Before heading overseas after the outbreak of the Second World War, Clifford Swain was told he would see the world. But he and other young Canadian soldiers had no idea of the horrors that awaited in Europe.
Swain — now a 97-year-old resident of Glacier View Lodge — was 22 when he served in the Royal Canadian Corp of Signals 2nd Infantry Division. He was on the second wave of the D-Day landing at Juno Beach in France.
“I thought to myself, ‘This is war?’ We had to drive, and among the bodies of the dead German paratroopers, I thought, ‘God, this is something I didn’t expect’,” he says in a Métis National Council documentary. “I thought when I enlisted in the army, they told us, ‘You see the world.’ I thought that was great, but when I landed in Normandy and saw the slaughter of man killing man, there’s something wrong.”
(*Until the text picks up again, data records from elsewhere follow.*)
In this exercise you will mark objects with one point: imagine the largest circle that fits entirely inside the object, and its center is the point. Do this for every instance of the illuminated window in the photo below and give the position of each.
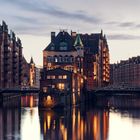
(61, 86)
(60, 77)
(44, 89)
(48, 77)
(53, 77)
(64, 76)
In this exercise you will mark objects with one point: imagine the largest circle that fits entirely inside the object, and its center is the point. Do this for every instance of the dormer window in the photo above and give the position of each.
(52, 46)
(63, 46)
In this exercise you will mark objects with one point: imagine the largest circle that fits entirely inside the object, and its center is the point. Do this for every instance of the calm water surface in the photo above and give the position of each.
(27, 122)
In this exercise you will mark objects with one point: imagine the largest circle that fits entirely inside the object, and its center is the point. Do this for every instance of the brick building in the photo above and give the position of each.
(86, 55)
(10, 59)
(126, 73)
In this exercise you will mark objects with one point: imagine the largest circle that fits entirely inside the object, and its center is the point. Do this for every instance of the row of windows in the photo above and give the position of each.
(60, 59)
(59, 77)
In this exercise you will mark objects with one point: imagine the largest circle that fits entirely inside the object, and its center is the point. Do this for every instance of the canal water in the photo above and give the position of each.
(109, 119)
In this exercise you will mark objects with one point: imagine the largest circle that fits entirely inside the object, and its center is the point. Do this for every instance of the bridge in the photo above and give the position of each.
(8, 94)
(18, 90)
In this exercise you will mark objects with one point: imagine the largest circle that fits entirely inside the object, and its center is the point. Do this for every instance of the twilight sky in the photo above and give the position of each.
(33, 20)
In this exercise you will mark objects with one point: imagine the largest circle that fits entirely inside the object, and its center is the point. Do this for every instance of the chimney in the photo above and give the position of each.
(52, 36)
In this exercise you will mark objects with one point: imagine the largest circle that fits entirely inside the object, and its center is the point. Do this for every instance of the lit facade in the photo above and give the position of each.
(10, 59)
(81, 54)
(126, 73)
(32, 74)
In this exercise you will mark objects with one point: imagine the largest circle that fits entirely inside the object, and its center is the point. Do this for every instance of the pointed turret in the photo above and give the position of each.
(31, 61)
(78, 41)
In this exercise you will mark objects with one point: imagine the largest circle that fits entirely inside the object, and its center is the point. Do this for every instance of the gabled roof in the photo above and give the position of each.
(59, 70)
(78, 41)
(91, 42)
(31, 61)
(62, 42)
In the film, he recalls the Regina Rifles, the Winnipeg Rifles and the South Saskatchewan units, and how the German Army didn’t like facing Canadian soldiers because Canadians didn’t give up.
“That’s how I lost my friends. They didn’t give up. I would say a percentage of each unit was Métis.”
The documentary was shown Monday at Glacier View during a ceremony to honour Swain, who was born in 1922 in Prince Albert, Sask.
“We must remember that Germany was two years short of building the atomic bomb, so we must remember we stopped them,” Swain said at the ceremony. “God knows what we would have had in North America if they had…so let’s have no more war.”
Métis National Council president Clément Chartier attended the ceremony.
“We owe you and all the other Métis Nation veterans a great thank you for what you have done for us over the years,” Chartier said. “About 10 years ago, we issued the Order of the Métis Nation to all serving World War Two veterans we could identify.”
The order is the highest honour that can be bestowed upon individuals who have made a significant contribution to the Métis Nation.
“Thank you very much,” Swain said. “I’ve had a good life. I want to see the Métis Nation go forward. Don’t give up, keep on, and some day we’ll have freedom.”
Manitoba Métis Federation president David Chartrand, vice-president of the council and Minister of Veteran Affairs for the Métis Nation, presented Swain with a $20,000 cheque — part of $30 million included in this year’s federal budget to commemorate Métis veterans.
“If it wasn’t for people like Clifford and the thousands of Canadians that went out to fight, we might not have the freedom we have today,” Chartrand said. “We may be living under a different regime, and our lives would have been completely different.”